An outbreak of 117 tornadoes occurred in association with Ivan extending from Florida and Alabama northeastward into Maryland and Virginia.

U.S. rainfall totals generally ranged from 3 to 7 inches along a large swath from Alabama and the Florida panhandle northeastward across the eastern Tennessee Valley and into New England.

Ivan was a classical, long-lived Cape Verde hurricane that developed from a tropical wave over the far eastern Atlantic, became a hurricane over 1000 miles east of the Windward Islands, strengthened to a major hurricane before the center passed near Grenada, just south of Jamaica, near the Cayman Islands, through the Yucatan Channel, and at landfall in the U.S.

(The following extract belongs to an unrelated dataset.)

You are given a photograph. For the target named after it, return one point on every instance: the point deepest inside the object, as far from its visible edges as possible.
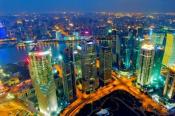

The forces of Ivan were directly responsible for 92 deaths including 39 in Grenada, 25 in the United States, 17 in Jamaica, 4 in Dominican Republic, 3 in Venezuela, 2 in Cayman Islands, and 1 each in Tobago and Barbados.

Total U.S. damage estimate is $18.8 billion (in 2004 dollars not adjusted for inflation).

One way to characterize tropical cyclone activity is by the Accumulated Cyclone Energy (ACE) index which accounts for the combined number, intensity, and duration of tropical storms and hurricanes during a given season.  A 30-year average ACE value for an entire Atlantic hurricane season is 104. 

The ACE value for Hurricane Ivan alone was 70!